2003 Seattle Annual Meeting (November 2–5, 2003)

Paper No. 7
Presentation Time: 2:45 PM

MUDSTONE LITHIC FRAGMENTS AS INDICATORS OF TECTONIC AND GEOMORPHIC PROCESSES IN THE FOREARC OF NORTH ISLAND NEW ZEALAND


MARSAGLIA, Kathleen M. and JAMES, Dawn, Geological Sciences, California State Univ Northridge, 18111 Nordhoff St, Northridge, CA 91330-8266, kathie.marsaglia@csun.edu

Sandstones rich in mudstone lithic fragments are key indicators of tectonic unrest in forearc basin successions. These mudstone fragments are produced during tectonic uplift and erosion of the forearc associated with aseismic and seismic ridge subduction, as well as triple junction migration. For example, mudstone fragment enrichment has been documented in sand associated with the Japan, Chile and Mendocino Triple Junctions, as well as in sand produced during aseismic ridge subduction in the Kamchatka and North Island New Zealand forearc regions.

In the case of the North Island New Zealand (NINZ), the forearc is actively deforming as the Hikurangi Plateau and associated seamounts subduct beneath the Indian-Australian Plate. Sediment shed into modern NINZ forearc basins is mainly derived from the weathering and erosion of forearc sedimentary successions. The mudstones that dominate these forearc successions are mixtures of terrigenous silt and clay, siliceous and calcareous biogenic debris, organic matter, volcanic ash and authigenic phases such as pyrite, carbonate, and clay minerals. We devised a mudstone lithic classification scheme based on 1) silt mineralogy, 2) presence and mineralogy of authigenic phases, and 3) presence/absence of birefringence, and used it to collect modal data for modern stream sands from NINZ. Preliminary modal data from modern stream sand in the NINZ forearc suggest that variations in mudstone lithology can be related to the petrographic characteristics of the mudstone lithic fragments that certain stratigraphic invtervals produce upon weathering and erosion.

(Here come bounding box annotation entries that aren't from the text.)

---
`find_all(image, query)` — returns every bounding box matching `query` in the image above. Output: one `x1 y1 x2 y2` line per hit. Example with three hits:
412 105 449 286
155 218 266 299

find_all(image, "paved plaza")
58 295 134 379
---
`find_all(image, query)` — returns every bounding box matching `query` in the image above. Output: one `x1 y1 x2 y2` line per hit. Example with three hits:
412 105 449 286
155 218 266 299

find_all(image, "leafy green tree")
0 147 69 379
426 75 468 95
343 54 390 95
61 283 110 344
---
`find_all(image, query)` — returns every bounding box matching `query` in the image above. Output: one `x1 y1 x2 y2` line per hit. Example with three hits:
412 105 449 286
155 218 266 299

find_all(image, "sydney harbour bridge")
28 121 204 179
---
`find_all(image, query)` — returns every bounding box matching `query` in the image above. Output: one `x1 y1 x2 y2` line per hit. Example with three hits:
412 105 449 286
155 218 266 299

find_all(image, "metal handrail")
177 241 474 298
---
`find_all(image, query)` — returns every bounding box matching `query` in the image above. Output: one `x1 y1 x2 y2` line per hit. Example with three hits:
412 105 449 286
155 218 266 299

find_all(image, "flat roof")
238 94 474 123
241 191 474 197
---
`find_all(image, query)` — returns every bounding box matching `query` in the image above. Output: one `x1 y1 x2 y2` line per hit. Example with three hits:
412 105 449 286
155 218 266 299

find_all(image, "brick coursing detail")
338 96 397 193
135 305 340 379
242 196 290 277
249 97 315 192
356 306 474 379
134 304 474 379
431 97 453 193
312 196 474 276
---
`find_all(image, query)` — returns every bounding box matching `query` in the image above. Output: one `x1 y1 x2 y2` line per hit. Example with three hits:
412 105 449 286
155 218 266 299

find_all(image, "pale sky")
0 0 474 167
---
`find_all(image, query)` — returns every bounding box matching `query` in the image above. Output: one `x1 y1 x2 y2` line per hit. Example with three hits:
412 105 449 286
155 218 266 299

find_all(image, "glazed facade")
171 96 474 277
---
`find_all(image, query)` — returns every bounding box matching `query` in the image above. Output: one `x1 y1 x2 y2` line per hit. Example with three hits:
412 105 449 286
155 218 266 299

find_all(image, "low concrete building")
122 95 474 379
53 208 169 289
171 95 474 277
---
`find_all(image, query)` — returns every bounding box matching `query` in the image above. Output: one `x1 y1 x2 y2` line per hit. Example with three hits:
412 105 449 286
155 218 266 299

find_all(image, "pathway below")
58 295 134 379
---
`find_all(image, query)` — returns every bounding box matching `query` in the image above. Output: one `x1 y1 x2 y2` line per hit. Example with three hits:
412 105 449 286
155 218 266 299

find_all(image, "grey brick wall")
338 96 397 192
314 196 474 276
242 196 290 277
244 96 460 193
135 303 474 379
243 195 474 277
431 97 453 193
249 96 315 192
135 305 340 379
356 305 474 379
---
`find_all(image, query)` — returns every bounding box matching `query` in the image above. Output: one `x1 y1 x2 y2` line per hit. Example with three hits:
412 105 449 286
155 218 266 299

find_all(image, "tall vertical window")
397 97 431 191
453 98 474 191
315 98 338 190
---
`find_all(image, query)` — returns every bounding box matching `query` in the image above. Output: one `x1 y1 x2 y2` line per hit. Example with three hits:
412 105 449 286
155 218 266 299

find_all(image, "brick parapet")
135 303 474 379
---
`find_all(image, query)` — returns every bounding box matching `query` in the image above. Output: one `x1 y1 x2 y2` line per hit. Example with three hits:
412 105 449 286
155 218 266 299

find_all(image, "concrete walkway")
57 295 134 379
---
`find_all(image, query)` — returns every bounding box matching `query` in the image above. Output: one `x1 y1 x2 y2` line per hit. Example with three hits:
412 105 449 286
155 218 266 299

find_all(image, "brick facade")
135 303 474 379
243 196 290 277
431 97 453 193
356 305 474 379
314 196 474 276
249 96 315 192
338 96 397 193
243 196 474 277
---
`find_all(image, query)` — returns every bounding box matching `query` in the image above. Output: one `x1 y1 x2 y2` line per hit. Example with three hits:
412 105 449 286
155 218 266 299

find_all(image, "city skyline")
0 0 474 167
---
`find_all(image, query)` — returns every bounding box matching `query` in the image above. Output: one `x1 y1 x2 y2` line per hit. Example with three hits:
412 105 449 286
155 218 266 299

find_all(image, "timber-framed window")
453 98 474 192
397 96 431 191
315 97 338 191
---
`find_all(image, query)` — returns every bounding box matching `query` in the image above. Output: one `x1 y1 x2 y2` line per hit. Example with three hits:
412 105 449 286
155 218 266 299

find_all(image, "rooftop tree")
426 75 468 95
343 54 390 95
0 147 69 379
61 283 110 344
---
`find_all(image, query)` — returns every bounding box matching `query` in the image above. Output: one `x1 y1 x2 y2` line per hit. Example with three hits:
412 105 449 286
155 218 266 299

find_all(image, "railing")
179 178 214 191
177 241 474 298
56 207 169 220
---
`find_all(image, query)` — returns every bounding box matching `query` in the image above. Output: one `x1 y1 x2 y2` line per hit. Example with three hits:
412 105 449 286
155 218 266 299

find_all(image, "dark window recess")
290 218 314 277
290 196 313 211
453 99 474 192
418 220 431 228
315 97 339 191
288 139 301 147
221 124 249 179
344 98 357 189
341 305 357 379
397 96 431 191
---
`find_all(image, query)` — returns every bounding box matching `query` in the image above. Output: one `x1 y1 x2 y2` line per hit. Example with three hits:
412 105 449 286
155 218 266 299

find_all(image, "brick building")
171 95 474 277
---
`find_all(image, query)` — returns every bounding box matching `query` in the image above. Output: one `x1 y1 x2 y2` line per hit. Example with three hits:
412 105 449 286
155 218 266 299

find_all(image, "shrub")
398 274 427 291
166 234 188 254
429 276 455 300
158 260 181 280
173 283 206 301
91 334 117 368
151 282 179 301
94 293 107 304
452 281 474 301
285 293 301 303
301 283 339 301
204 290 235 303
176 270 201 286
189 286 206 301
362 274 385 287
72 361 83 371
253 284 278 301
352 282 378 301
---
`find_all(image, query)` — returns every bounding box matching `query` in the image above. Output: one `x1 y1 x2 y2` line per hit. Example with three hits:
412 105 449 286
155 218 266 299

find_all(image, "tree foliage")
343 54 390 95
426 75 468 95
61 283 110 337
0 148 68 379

Because different units within the basin are more prone to gully erosion vs. shallow landsliding events and these units appear to produce different mudstone lithic populations, we hope to use sand detrital modes to unravel Quaternary landscape evolution from offshore basin successions. Furthermore, our detailed mudstone lithic classification system may be used to identify longer term unroofing trends in detrital modes of NINZ forearc basin fill sequences.